Jennifer Aldredge conceded that an 85-degree October day didn’t provide much incentive to get to work on weatherization, but there are a lot of old houses in Oakwood Lincoln Park and she was at this week’s neighborhood association meeting to talk about ways to stay warm without breaking the bank.
She presented numbers: heating and cooling accounts for 44 percent of utility bills, so updating systems and checking insulation is a good investment. Set winter thermostats at 68 (78 in the summer) because lowering/raising thermostats by one degree can yield a two percent utility bill saving. Use ceiling fans – clockwise for summer, counterclockwise in winter. Cover electrical outlets on exterior walls.

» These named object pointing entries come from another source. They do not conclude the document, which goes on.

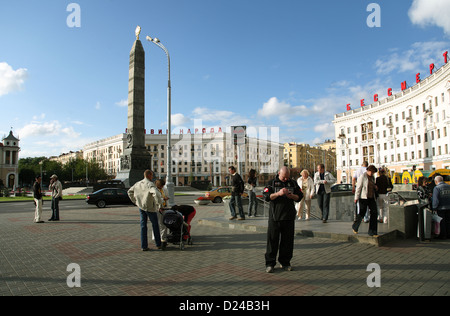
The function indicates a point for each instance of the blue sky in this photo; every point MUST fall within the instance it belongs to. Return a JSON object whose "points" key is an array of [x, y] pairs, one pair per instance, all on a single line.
{"points": [[291, 64]]}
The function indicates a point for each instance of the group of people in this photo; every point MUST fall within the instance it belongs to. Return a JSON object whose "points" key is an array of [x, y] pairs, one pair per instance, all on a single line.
{"points": [[436, 196], [56, 189], [370, 197], [320, 186], [283, 194], [151, 199], [237, 188]]}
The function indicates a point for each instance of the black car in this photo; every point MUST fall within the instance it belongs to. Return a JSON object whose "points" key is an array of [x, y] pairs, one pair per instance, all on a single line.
{"points": [[341, 187], [108, 196]]}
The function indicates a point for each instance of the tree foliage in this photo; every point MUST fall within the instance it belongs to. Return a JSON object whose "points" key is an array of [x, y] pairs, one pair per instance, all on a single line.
{"points": [[73, 171]]}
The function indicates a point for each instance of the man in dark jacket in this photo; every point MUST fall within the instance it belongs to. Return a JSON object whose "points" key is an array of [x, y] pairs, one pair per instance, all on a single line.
{"points": [[237, 188], [37, 194], [282, 193], [441, 204]]}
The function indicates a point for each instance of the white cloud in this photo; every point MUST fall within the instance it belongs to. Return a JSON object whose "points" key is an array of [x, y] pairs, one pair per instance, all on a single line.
{"points": [[11, 80], [122, 103], [43, 129], [276, 108], [421, 54], [219, 117], [49, 138], [431, 12], [179, 119]]}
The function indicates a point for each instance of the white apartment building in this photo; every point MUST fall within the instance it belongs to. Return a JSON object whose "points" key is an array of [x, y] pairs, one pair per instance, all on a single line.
{"points": [[406, 129], [195, 156]]}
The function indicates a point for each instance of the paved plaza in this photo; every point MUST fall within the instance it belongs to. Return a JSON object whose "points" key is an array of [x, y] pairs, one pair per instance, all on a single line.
{"points": [[223, 261]]}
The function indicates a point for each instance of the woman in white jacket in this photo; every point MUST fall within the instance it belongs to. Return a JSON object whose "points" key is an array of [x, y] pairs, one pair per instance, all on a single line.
{"points": [[306, 184]]}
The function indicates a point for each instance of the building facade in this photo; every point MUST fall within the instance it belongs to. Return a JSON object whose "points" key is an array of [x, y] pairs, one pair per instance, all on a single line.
{"points": [[67, 157], [9, 161], [195, 156], [304, 156], [406, 130]]}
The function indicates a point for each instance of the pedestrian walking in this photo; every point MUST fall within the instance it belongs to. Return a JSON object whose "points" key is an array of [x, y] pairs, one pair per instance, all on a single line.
{"points": [[358, 173], [323, 181], [423, 192], [37, 195], [441, 204], [56, 188], [365, 195], [282, 193], [149, 201], [306, 184], [160, 185], [237, 188], [383, 184], [252, 201]]}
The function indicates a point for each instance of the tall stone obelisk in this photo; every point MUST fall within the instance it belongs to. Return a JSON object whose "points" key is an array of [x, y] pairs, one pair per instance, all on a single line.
{"points": [[135, 158]]}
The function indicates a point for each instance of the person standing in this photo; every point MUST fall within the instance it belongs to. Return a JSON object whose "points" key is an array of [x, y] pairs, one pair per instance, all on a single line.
{"points": [[422, 191], [160, 185], [237, 188], [149, 201], [282, 193], [306, 184], [252, 201], [37, 195], [56, 188], [358, 173], [383, 184], [365, 195], [323, 181], [441, 204]]}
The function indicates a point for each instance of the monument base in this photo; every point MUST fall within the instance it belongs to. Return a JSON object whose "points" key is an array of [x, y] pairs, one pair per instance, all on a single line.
{"points": [[133, 167]]}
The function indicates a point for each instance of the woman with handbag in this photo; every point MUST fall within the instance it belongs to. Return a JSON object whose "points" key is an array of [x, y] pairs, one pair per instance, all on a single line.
{"points": [[365, 195], [250, 186], [56, 187], [306, 184]]}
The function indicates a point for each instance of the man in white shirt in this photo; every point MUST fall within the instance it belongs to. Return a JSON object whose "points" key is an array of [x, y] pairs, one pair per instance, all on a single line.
{"points": [[149, 201], [358, 173]]}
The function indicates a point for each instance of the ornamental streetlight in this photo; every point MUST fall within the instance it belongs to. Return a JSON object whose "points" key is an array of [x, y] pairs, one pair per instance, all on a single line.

Don’t worry about refrigerators – they are incredibly energy efficient nowadays; do worry about light bulbs. Replace incandescent bulbs – which can heat up to 350 degrees F – and replace them with CFL, or even better, with LED bulbs. Be mindful of game consoles – PlayStation and Wii gobble lots of power.
Keep an eye on water. Set temperatures at 120 degrees F – the recommended temperature for peak energy efficiency for water heaters – and make sure to wrap the pipes. Monitor toilets (putting a dash of food coloring in the tank is an easy way to track leaky commodes).
At the end of the talk, Alldredge handed out gaskets and LED bulbs to an appreciative audience.